This financial year—in addition to local authority funding and £1.25 million from the victims fund—the Government have paid out £900,000 from a £1.1 million special fund for rape crisis centres. Since the special fund was announced in March 2008, no rape crisis centre has closed. My officials have been working closely with Rape Crisis England and Wales and the Survivors Trust to shape how this year’s special fund will work. We will announce details of the fund shortly.
Many local authorities do not receive the funding that they need to establish rape crisis centres. Will the Minister commit to instituting a three-year funding cycle for rape crisis centres in all local authorities?
As I have said, we have increased the funding to local authorities and through special funds. I have to say to the hon. Gentleman that it is important that he and all hon. Members look at what their own local authorities are doing and whether they are providing the services for which they have been financed. I would also say that the money and the investment in those much-needed services come from the Department for Communities and Local Government budget and the Home Office budget. Those are two budgets on which his party has not offered to match the funding that we are promising to put in. We want more funds to go in, but Opposition Members express concerns while not even being prepared to match our spending. I think that that lacks conviction.
The horror of rape goes on for many years, as my right hon. and learned Friend knows. The crisis arises at the beginning, but the pain goes on. Within that examination and the welcomed increased spending, has she looked at excellent services such as that provided by the rape and sexual abuse centre in Guildford, which serves my area and many others in helping women through many years of after-effects following the original rape?
I pay tribute to the Guildford centre, which my hon. Friend mentions. We need not only a prompt criminal justice response if the woman reports an incident to the police, but prompt and good health services. That is why our sexual assault referral centres are so important. Often, the trauma following a sexual assault or a rape can last a lifetime, and the overwhelming majority of such assaults are never reported, so we need a system that deals effectively with those assaults that are reported, but also supports women who cannot bring themselves to report but need help to find a way forward after such trauma.

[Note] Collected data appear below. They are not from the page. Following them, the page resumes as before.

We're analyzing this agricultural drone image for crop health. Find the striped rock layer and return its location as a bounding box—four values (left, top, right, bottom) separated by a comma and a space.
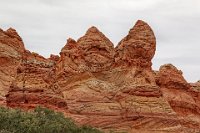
0, 20, 200, 133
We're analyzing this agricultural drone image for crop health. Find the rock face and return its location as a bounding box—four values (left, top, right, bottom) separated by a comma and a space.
156, 64, 200, 132
0, 20, 200, 133
191, 81, 200, 91
58, 26, 115, 74
0, 28, 25, 102
7, 50, 67, 110
115, 20, 156, 68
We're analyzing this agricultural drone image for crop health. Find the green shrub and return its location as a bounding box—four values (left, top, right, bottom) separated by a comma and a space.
0, 106, 102, 133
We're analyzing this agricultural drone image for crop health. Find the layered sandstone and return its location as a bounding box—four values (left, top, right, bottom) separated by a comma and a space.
157, 64, 200, 132
0, 28, 25, 102
7, 50, 67, 110
0, 20, 200, 133
0, 28, 67, 109
115, 20, 156, 68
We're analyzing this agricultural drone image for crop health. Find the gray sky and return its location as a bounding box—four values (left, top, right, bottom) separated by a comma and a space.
0, 0, 200, 82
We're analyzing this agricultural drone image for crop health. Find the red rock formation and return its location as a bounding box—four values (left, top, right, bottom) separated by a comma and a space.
191, 80, 200, 91
6, 50, 67, 110
0, 28, 67, 110
57, 26, 115, 75
157, 64, 200, 132
0, 20, 200, 133
190, 81, 200, 110
115, 20, 156, 69
0, 28, 25, 101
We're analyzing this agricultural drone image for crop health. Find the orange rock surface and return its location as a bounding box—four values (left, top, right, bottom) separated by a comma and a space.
0, 20, 200, 133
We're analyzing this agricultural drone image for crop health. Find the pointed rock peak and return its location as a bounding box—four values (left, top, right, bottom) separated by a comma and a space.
7, 27, 17, 32
158, 63, 190, 89
6, 27, 23, 42
129, 20, 153, 31
86, 26, 99, 34
67, 38, 77, 44
128, 19, 155, 41
66, 38, 77, 48
77, 26, 114, 49
61, 38, 77, 52
0, 27, 25, 53
118, 20, 156, 46
134, 20, 149, 27
115, 20, 156, 67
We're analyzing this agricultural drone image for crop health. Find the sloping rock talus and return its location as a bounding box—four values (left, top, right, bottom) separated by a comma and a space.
0, 20, 200, 133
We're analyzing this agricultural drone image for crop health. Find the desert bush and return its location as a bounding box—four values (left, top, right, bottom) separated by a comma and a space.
0, 106, 102, 133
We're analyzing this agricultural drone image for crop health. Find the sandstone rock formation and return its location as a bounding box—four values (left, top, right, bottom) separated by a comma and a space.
0, 20, 200, 133
7, 50, 67, 110
115, 20, 156, 69
0, 28, 25, 102
191, 80, 200, 91
157, 64, 200, 132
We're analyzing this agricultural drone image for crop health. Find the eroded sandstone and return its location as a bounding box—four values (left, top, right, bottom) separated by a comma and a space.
0, 20, 200, 133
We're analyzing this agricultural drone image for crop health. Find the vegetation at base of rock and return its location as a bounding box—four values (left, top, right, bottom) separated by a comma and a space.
0, 106, 102, 133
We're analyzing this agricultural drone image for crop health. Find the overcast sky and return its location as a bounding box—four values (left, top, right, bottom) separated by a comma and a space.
0, 0, 199, 82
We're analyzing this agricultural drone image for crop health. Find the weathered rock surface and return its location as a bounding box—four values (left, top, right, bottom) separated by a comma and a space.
0, 20, 200, 133
58, 26, 115, 74
0, 28, 25, 101
7, 50, 67, 110
191, 81, 200, 91
157, 64, 200, 132
115, 20, 156, 69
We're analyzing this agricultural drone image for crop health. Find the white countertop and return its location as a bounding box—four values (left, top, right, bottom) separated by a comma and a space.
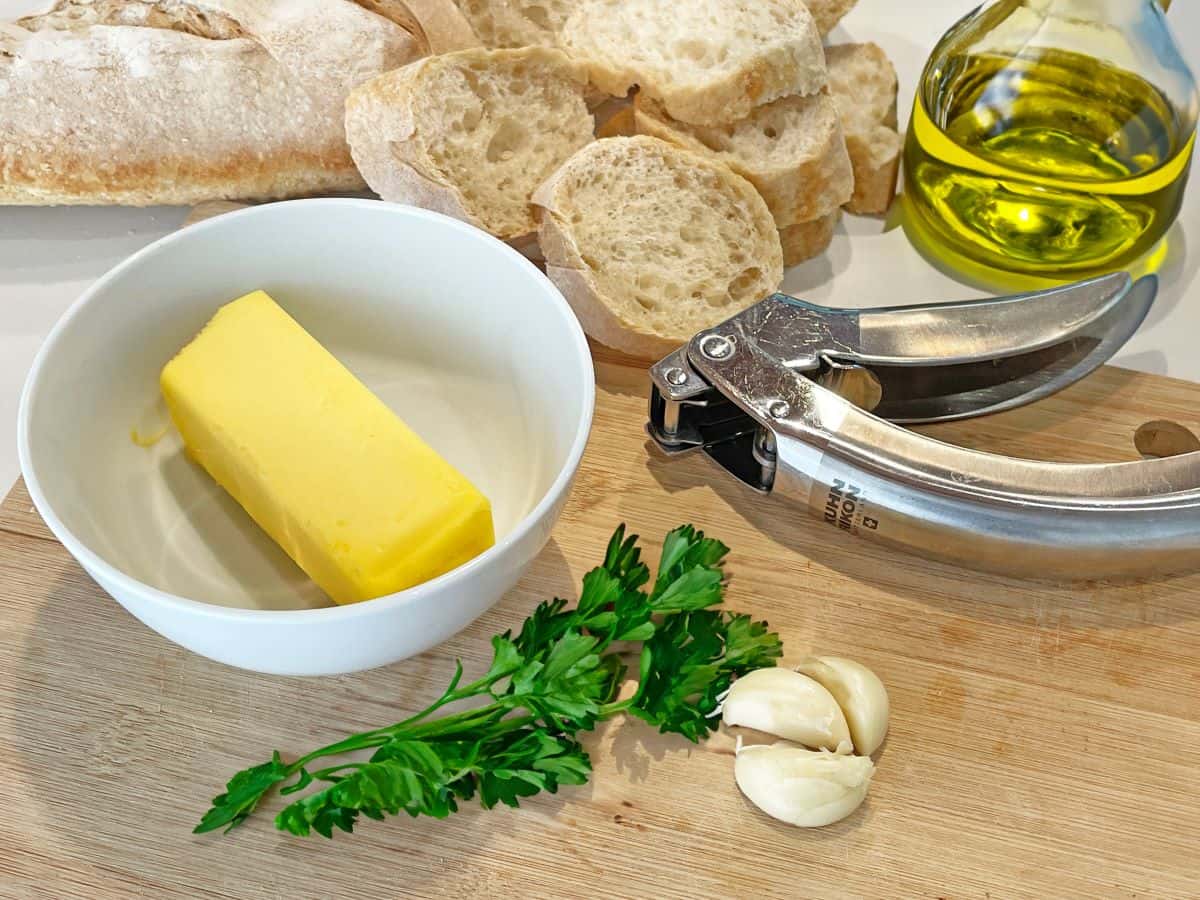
1, 0, 1198, 492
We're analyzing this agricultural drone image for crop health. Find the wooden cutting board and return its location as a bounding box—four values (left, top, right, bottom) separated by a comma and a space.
3, 353, 1200, 899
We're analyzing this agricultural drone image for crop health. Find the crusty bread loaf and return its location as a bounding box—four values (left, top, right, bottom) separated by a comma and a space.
345, 47, 593, 242
826, 42, 900, 215
560, 0, 825, 127
807, 0, 857, 35
532, 136, 783, 358
779, 211, 839, 266
2, 0, 422, 205
633, 92, 852, 228
448, 0, 571, 48
220, 0, 422, 99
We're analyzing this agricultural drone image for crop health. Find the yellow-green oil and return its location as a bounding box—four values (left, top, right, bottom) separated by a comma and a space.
904, 48, 1195, 276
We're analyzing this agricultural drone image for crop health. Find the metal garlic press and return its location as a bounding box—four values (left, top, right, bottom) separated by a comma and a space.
646, 272, 1200, 580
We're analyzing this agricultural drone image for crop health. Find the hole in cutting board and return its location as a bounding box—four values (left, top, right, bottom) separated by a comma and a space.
1134, 419, 1200, 459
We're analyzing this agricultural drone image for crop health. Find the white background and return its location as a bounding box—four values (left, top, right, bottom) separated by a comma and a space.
1, 0, 1198, 491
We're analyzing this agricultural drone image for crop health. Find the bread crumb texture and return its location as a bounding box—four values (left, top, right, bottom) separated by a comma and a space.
561, 0, 825, 125
451, 0, 572, 48
541, 136, 782, 346
415, 48, 592, 237
634, 91, 853, 226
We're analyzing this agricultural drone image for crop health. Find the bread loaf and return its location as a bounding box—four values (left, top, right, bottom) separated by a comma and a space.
633, 92, 853, 229
560, 0, 826, 126
826, 42, 901, 215
533, 136, 783, 358
345, 47, 593, 242
1, 0, 422, 205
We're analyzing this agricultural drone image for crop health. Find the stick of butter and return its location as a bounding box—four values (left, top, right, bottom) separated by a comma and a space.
160, 290, 495, 605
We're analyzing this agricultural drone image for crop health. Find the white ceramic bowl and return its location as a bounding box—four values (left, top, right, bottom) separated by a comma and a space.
18, 199, 594, 675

The Minister really needs to get herself up to date on Conservative party policy, because we have announced £2.5 million for up to 15 new rape crisis centres. I welcome the fact that today she has said that the £1 million extra funding will continue into the next financial year, but we are three weeks away from the end of this financial year. Many rape crisis centres do not know whether they can continue, such as Rape Crisis in Wycombe, which serves my constituency. It has had to cut staff hours and reduce its services because it does not know its future financial position. When will the Government adopt our policy of three-year stable funding for rape crisis centres?
I am sorry, but I really am not going to accept that from the right hon. Lady: her party would cut funding to local government and to the Home Office, but we are being told that we are not spending enough. We have rolled out sexual assault referral centres and set up a special fund, and we are working with the umbrella organisations. Since we set up the special fund, not one single rape crisis centre has closed. If she is saying that more money should be put into this sector, she should say where it would come from because her party’s policies would see it cut. Unless the Conservatives can put their money where their mouth is on this, I am not going to be listening.